Installing wheels and tires
Installing wheels and tires can be tricky, but this guide will help you to install your wheel and tire package correctly so that you can have a safe and pleasant driving experience.
Set your Tire Positions. Match your tires beside its final position on your vehicle. This will help make sure that your tires are facing the right direction and helps to prevent mistakes.
You can look on the sidewall to find indicators for which way your tire should face.
Directional tires will have an indicator arrow on the sidewall showing which way the tire should be turning.
Asymmetric tires should have an indicator on the sidewall showing which side of the tire faces outwards.
Directional & Asymmetric
There might also be indicators showing the side facing outwards and rotation that will help you determine which way your tire should be installed.
Note : If you are installing tires in pairs, it is a good idea to put the deeper treaded tires on the rear axle as it helps drivers to maintain control on wet roads much more easily.
Step 1: Remove your Wheel Hardware
Remove your old wheels and tires by breaking the lug nuts or bolts loose. We recommend using hand tools as power tools such as power wrenches can damage the wheel hardware.
Step 2: Raise your Vehicle
Raise your vehicle with a jack and support your vehicle with jack stands. Remove your wheels and tires from your vehicle.
Step 3: Test Fit each Wheel
Test fit each wheel and check for the proper fit as described in the following steps.
Note: If you have only purchased wheels, it is important to test fit them before you install the tires.
Step 4: Check the Bolt Circle
Check to see if the bolt circle on your new wheel fits the wheel hub of your vehicle. It is EXTREMELY important that your wheel makes full contact with the wheel hub's surface and matches the bolt pattern. If your wheel does not fit, please contact us.
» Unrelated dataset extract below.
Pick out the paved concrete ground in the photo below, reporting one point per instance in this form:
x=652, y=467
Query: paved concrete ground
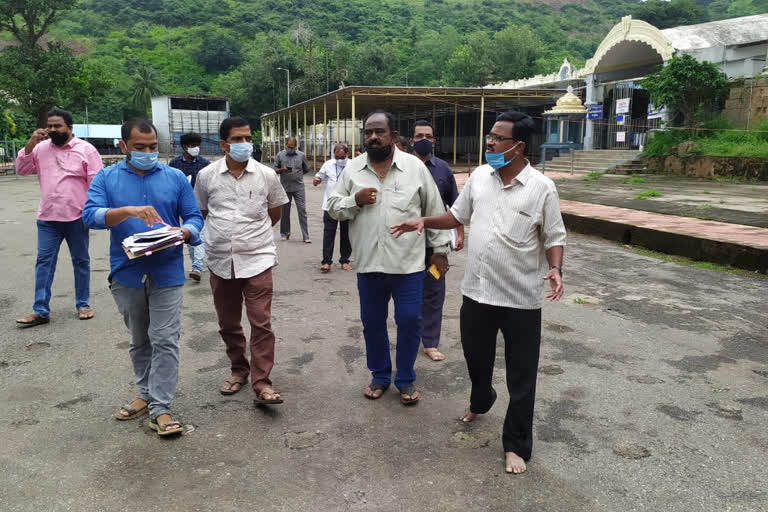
x=651, y=396
x=723, y=200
Step 5: Verify your Lug Nuts or Bolts
With the wheel removed, install the lug nuts or bolts to make sure that you have the correct sizes. Do not force the hardware onto the wheel hub. If you feel any resistance during the installation, check for any obstructions and try another. If it still does not match and you experience resistance. Feel free to give us a call and we can check if you have the correct hardware.
Note: Do not force your lugs on with a wrench. They should be able to be turned by hand! If they can't something is wrong. Only after they are installed by hand should you tighten them with a four-way wrench.
Step 6: Verify Brake Clearance
You need to verify that your new wheel and tire fitment is compatible with your brake system. So, temporarily install the wheels and tighten the lugs or bolts to see if there is enough space between your calipers and wheel. You should have at least 3-4 millimetres of clearance between your wheels and calipers (The caliper in the picture is the red piece).
Step 7: Verify Calipers
With your vehicle still raised, put the transmission into neutral and turn each wheel by hand to see if any of the brakes come into contact with the wheel or wheel weights. If there is contact, your wheel is improperly sized.
Step 8: Install the Wheels
Install each of the wheels by tightening the lugs or bolts using a crisscross sequence. Proper installation requires that your wheel lug torque is set to the recommended specification found in your vehicle owner's manual. Finish tightening the lugs or bolts with a torque wrench and be careful not to over-torque your wheel as you can strip your lug nut or distort your wheel.
Step 9: Re-torque your Wheels
As the wheels break in on your vehicle, they may compress and loosen your hardware. So, it is important to re-torque your lugs or bolts after driving around 75-150 kilometres. Simply repeat the torque instructions above.